Beim Familientreffen der Fernsehbranche, dem Deutschen Fernsehpreis, sorgte der streitbare Literaturkritiker für einen Eklat, der die Presselandschaft über Tage hinweg mit Meldungen versorgte. Eigentlich war der Anlass ein feierlicher: Der damals 88-Jährige sollte mit dem Ehrenpreis für sein Lebenswerk ausgezeichnet werden, doch nach minutenlangem Applaus geschah das, womit wohl niemand rechnete. "Ich nehme diesen Preis nicht an", sagte Reich-Ranicki und betonte, nicht in die Reihe der Preisträger zu gehören.

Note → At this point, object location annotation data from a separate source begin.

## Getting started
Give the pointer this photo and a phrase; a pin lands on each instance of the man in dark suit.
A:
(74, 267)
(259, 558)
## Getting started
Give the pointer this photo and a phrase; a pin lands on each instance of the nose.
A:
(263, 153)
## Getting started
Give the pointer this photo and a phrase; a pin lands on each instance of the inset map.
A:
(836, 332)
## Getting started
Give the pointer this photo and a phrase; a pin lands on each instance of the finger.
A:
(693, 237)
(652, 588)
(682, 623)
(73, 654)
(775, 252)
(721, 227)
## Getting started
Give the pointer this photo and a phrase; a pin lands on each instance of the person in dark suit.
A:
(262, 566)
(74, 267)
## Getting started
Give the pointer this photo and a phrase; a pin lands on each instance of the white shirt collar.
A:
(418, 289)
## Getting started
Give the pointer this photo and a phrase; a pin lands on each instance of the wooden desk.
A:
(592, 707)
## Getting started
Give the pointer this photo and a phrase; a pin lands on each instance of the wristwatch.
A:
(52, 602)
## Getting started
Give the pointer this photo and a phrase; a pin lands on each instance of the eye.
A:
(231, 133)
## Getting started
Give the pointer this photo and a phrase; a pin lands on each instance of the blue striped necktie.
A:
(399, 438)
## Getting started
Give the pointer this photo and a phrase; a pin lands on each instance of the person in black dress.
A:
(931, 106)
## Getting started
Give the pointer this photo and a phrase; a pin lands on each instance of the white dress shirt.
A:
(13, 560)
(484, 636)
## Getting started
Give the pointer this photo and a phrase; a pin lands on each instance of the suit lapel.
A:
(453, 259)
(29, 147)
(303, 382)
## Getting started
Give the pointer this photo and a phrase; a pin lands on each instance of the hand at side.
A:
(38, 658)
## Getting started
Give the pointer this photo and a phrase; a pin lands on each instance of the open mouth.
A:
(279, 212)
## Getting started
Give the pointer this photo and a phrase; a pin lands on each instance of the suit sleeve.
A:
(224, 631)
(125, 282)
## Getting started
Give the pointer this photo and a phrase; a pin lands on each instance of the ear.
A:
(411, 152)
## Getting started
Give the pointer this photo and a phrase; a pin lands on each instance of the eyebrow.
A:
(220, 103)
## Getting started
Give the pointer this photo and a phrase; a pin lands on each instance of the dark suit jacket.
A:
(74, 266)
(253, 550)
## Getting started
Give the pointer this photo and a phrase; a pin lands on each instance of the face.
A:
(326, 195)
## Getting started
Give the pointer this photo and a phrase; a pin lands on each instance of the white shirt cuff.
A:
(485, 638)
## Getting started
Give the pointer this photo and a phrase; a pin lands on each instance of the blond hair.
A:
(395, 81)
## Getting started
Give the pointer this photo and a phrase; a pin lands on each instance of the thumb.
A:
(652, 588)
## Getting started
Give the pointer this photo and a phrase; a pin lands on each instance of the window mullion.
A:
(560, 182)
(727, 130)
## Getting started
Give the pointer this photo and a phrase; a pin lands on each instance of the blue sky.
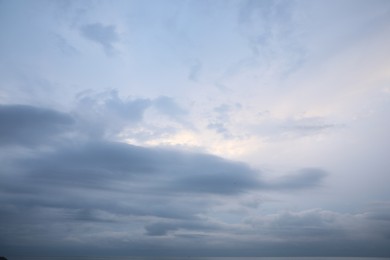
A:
(195, 127)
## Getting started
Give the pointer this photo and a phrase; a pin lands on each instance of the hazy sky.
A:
(231, 127)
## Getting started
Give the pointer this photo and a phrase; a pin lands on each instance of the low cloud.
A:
(28, 125)
(75, 185)
(104, 35)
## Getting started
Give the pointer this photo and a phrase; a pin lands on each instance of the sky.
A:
(195, 127)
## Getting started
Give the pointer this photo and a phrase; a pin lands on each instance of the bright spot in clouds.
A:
(195, 127)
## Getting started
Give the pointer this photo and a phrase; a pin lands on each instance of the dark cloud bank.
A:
(64, 193)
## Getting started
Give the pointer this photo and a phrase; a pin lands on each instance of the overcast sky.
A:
(231, 127)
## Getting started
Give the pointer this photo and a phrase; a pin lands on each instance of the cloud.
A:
(28, 125)
(104, 35)
(75, 184)
(168, 106)
(303, 178)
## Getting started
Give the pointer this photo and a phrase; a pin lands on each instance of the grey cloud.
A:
(168, 106)
(164, 228)
(104, 35)
(303, 178)
(28, 125)
(76, 185)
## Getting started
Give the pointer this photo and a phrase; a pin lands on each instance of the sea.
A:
(195, 258)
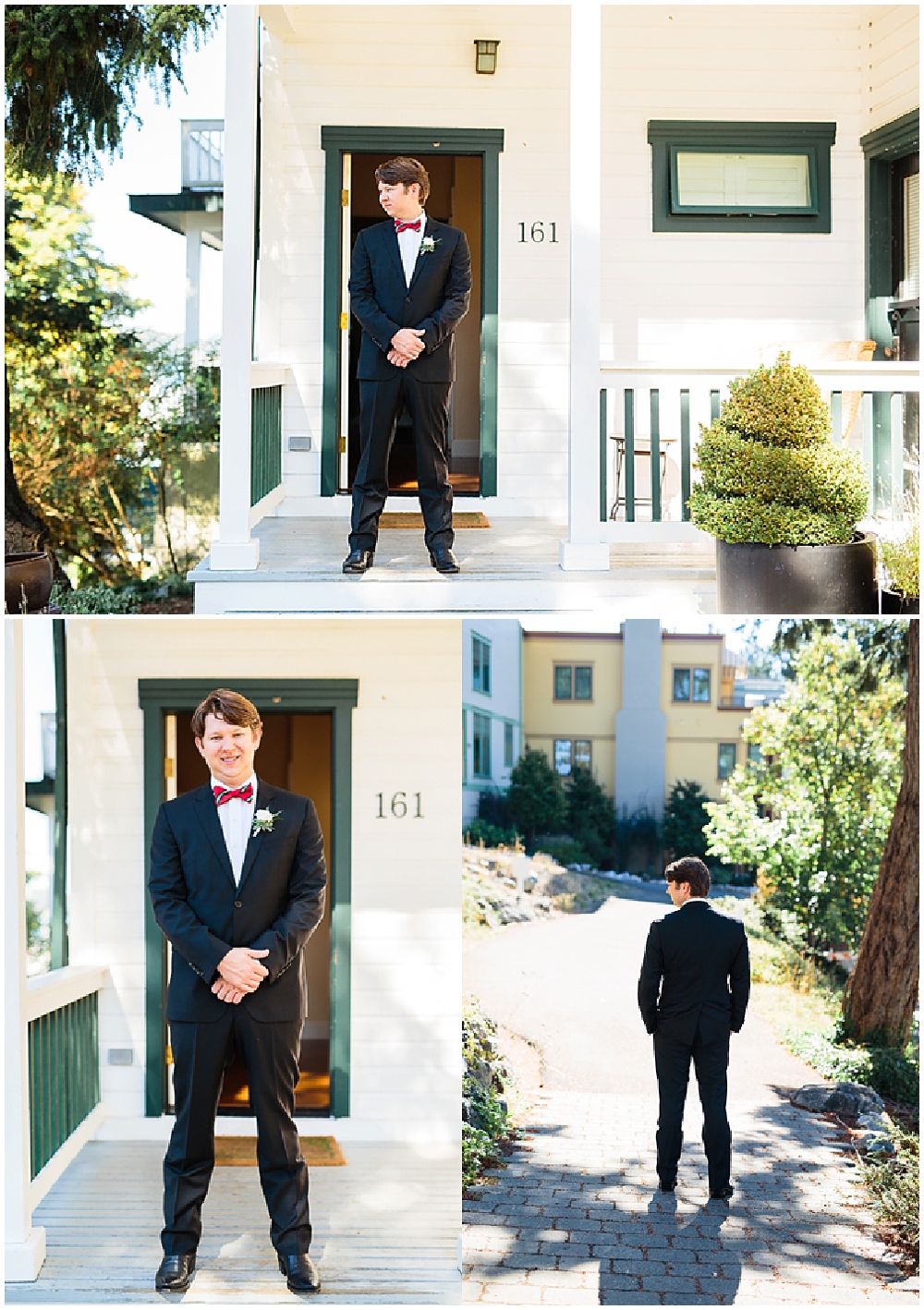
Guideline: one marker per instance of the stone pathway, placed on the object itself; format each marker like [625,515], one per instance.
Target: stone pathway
[576,1218]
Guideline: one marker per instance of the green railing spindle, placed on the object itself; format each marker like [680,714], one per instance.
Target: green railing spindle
[63,1074]
[265,441]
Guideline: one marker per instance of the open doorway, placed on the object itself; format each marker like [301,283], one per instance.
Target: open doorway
[295,754]
[456,197]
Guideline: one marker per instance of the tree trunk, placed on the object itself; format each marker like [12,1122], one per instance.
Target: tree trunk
[880,996]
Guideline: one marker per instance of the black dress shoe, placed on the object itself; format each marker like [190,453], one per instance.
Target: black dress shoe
[444,560]
[175,1272]
[358,561]
[300,1272]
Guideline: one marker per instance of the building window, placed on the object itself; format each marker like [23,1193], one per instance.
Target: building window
[692,684]
[741,177]
[481,746]
[481,666]
[574,683]
[507,746]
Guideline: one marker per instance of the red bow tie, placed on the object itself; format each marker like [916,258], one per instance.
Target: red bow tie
[225,794]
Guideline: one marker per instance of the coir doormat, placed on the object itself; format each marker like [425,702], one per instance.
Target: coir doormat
[243,1150]
[473,519]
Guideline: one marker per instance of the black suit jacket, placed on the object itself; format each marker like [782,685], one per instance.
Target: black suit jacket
[437,299]
[695,971]
[277,905]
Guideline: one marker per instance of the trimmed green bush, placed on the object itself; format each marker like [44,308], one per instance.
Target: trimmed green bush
[770,473]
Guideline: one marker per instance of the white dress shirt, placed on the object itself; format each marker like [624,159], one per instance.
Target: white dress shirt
[409,245]
[237,819]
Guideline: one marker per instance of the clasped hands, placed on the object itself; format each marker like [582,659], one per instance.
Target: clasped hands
[407,346]
[240,972]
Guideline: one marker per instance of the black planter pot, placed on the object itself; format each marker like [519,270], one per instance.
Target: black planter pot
[758,579]
[893,602]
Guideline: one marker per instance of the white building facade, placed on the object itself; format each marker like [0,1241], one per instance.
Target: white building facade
[599,265]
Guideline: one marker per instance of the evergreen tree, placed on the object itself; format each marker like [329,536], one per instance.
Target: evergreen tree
[536,796]
[686,817]
[590,817]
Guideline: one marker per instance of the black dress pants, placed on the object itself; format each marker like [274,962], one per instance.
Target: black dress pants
[381,406]
[711,1061]
[201,1053]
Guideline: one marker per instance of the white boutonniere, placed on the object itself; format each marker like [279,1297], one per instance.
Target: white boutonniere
[263,820]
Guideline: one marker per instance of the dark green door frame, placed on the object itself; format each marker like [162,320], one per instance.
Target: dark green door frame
[881,150]
[338,141]
[335,696]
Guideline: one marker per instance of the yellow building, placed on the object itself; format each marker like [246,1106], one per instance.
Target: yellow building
[641,708]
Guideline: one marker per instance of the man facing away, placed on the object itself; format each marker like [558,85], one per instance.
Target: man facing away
[237,882]
[410,282]
[692,992]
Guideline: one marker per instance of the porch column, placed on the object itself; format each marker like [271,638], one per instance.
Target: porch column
[583,548]
[191,328]
[25,1244]
[234,548]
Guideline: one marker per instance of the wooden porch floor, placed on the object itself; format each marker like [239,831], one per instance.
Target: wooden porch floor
[513,566]
[385,1231]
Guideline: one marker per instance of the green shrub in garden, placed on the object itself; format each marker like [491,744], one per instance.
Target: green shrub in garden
[770,473]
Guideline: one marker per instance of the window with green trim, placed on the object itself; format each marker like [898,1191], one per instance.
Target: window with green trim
[727,752]
[741,177]
[481,746]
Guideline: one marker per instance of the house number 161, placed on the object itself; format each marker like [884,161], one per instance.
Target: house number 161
[398,806]
[536,234]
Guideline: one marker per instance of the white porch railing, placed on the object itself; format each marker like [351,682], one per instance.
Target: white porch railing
[650,419]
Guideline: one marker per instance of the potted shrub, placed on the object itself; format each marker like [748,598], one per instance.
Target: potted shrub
[784,502]
[901,563]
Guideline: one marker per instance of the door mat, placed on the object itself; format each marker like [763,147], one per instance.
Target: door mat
[469,519]
[243,1150]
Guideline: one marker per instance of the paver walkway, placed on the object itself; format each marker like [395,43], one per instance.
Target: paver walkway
[385,1231]
[576,1219]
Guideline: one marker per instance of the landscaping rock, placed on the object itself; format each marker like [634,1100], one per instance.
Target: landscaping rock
[845,1098]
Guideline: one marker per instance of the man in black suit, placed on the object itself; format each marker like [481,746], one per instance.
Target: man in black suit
[410,282]
[237,882]
[692,993]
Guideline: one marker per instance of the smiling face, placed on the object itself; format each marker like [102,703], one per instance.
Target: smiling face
[400,200]
[228,749]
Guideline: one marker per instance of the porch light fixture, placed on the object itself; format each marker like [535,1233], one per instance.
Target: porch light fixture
[485,56]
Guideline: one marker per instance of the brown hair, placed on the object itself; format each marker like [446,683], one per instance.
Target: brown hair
[403,169]
[228,707]
[689,870]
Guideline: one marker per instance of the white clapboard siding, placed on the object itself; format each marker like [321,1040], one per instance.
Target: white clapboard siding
[666,297]
[407,734]
[890,60]
[385,1231]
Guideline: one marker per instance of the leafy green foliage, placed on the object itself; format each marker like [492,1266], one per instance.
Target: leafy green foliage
[486,1122]
[97,416]
[813,815]
[74,71]
[686,818]
[481,831]
[770,475]
[536,796]
[895,1185]
[590,818]
[893,1073]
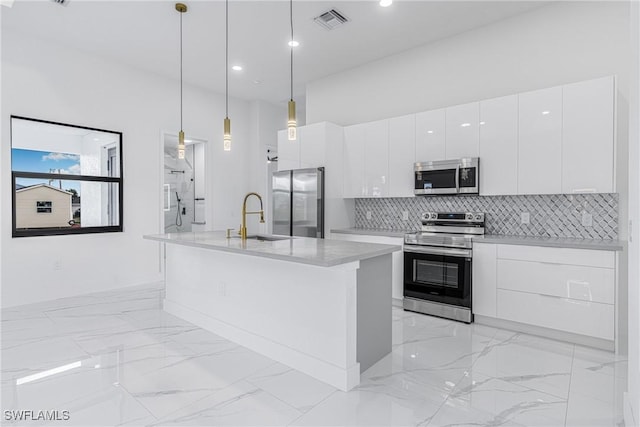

Vielleicht hätte er dies früher sagen müssen, räumte der 88-Jährige noch ein, aber: "Ich habe nicht gewusst, was mich hier erwartet. Ich finde es schlimm, dass ich das hier viele Stunden ertragen musste. Diesen Blödsinn, den wir hier zu sehen bekommen haben." Und er legte nach: "Wäre der Preis mit Geld verbunden, hätte ich das Geld zurückgegeben. So kann ich nur diesen Preis zurückgeben." Sein Statement zum allgemeinen Zustand des deutschen Fernsehen: Es gebe zwar ab und an gute Sendungen bei Arte, aber selbst 3sat sei nicht mehr das, was es mal war.